Скульптура для города Куйбышева отливалась в бронзе в Ленинграде. Когда отливку завершили (на нынешнем заводе художественного литья «Монументскульптура»), со скульптурой ознакомился Сергей Миронович Киров, высказавший пожелание, чтобы такой же монумент установили и в городе на Неве. Уже в октябре 1933 года композицию ленинградского варианта памятника Чапаеву отлили с гипсового оригинала. Однако по каким-то причинам за последующие годы ее не установили, и скульптура до самой войны хранилась на заводском дворе.
По всей видимости, установка памятника Чапаеву во вторую блокадную зиму являлась символом того, что осажденный Ленинград живет и готов к дальнейшей борьбе за свое освобождение от блокады. Непосредственным же поводом стало обращение курсантов стрелково-пулеметных курсов Ленинградского фронта, по просьбе которых командование получило разрешение перевезти скульптуру с завода и установить ее на площади перед Академией связи. И хотя в блокадных условиях перевезти скульптурную композицию с Петроградской стороны в Лесной было нелегко, это выполнили.
По воспоминаниям непосредственных участников той «операции», открытие памятника не сопровождалось помпезными торжествами. Не гремели оркестры, только прозвучало троекратное «ура» молодых офицеров-пулеметчиков, выстроившихся перед памятником.
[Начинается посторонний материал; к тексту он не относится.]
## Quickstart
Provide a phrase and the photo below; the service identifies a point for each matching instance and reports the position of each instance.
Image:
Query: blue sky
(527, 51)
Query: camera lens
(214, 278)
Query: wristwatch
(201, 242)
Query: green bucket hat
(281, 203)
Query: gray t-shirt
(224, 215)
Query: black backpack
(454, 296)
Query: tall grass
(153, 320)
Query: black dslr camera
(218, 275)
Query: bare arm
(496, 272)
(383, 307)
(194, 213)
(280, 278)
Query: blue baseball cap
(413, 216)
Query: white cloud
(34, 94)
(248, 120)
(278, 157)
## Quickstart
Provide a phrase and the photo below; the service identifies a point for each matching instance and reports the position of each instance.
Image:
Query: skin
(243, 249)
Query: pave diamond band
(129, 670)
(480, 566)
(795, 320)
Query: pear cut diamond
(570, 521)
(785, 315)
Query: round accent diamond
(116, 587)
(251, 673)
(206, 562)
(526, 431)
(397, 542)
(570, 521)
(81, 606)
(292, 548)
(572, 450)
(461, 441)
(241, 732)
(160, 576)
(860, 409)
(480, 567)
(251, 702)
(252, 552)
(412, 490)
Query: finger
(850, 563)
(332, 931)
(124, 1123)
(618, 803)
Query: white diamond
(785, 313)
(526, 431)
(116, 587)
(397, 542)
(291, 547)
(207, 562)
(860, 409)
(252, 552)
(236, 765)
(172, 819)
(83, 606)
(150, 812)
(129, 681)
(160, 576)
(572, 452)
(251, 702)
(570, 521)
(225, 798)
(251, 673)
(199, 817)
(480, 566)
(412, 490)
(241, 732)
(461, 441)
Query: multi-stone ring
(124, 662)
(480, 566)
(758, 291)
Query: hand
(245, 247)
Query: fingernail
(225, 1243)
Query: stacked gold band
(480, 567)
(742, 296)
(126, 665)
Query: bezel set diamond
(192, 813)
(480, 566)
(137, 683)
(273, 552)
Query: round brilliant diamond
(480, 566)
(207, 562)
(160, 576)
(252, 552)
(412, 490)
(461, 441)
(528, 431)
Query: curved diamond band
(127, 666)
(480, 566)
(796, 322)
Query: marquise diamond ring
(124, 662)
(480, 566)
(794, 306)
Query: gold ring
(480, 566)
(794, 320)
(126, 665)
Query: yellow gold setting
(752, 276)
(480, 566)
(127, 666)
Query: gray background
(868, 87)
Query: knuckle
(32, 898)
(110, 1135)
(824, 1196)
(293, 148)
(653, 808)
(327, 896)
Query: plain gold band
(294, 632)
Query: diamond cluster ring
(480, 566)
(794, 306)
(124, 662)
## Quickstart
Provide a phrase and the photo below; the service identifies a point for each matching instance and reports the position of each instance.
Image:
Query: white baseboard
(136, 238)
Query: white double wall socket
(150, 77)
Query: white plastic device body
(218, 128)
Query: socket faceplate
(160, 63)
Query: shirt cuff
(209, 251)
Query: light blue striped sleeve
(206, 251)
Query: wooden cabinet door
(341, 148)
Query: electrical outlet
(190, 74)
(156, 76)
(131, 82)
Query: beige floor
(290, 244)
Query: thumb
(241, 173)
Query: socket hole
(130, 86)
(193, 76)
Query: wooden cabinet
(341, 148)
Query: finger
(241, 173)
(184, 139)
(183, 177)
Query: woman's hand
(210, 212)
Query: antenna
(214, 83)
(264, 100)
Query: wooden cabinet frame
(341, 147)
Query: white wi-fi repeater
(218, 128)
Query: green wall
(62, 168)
Памятник Чапаеву установили на временный постамент, и он находился на нем довольно долгое время. После войны разработали проект его реставрации. В нем непосредственно участвовал автор скульптурной композиции М.Г. Манизер. Правда, торжественное открытие памятника после реставрации состоялось только спустя два года после смерти скульптора – в 1968 году.
Места скорби и памяти…
Сегодня в Лесном и в ближайших окрестностях существует несколько реликвий, напоминающих о трагических днях ленинградской блокады. Два мемориальных знака носят условные названия «блокадные колодцы». Один из них, в виде барельефа на стене здания, находится на бывшей Большой Спасской улице – недалеко от пересечения нынешних Гражданского проспекта и проспекта Непокоренных (точный адрес – проспект Непокоренных, дом № 6). Он создан в 1979 году по проекту архитектора М.Л. Круппа.
Понять, что представлял собой блокадный колодец и что он значил для жителей предместий осажденного Ленинграда, помогут воспоминания Галины Николаевны Есиновской. «Колодцы были в каждом дворе, но перед войной их давно не чистили, потому что на улицах установили водопроводные колонки, – рассказывает она. – Кроме того, первая блокадная зима была такая холодная, что большая часть колодцев вымерзла. Вода, и то в очень небольшом количестве, накапливалась лишь в некоторых из них… Воды там хватало всего на несколько утренних часов, поэтому за водой надо было ходить рано, часов в семь утра, но уже и тогда к колодцу стояла очередь. Люди были очень слабыми, и когда доставали воду, она расплескивалась из ведра и тут же замерзала. В результате этого вокруг отверстия в колодце образовывался большой ледяной холм, а само отверстие так суживалось, что не пропускало ведра. Чтобы достать воду, надо было вскарабкаться на холм, лечь на живот и воду доставать маленькой консервной банкой, привязанной к веревке. Банка эта тоже с трудом проходила в отверстие, вода постоянно расплескивалась, и ведро наполнялось очень медленно. А очередь в потемках понуро и молчаливо ждала…»
Еще один памятник «блокадному колодцу» расположен внутри комплекса зданий Политехнического института. Он выполнен из куска стекла. Надпись на памятнике сообщает: «На этом месте, в блокадную зиму 1941–1942 гг. находился артезианский колодец, снабжавший водой семьи сотрудников Политехнического института и два расположенных поблизости военных госпиталя».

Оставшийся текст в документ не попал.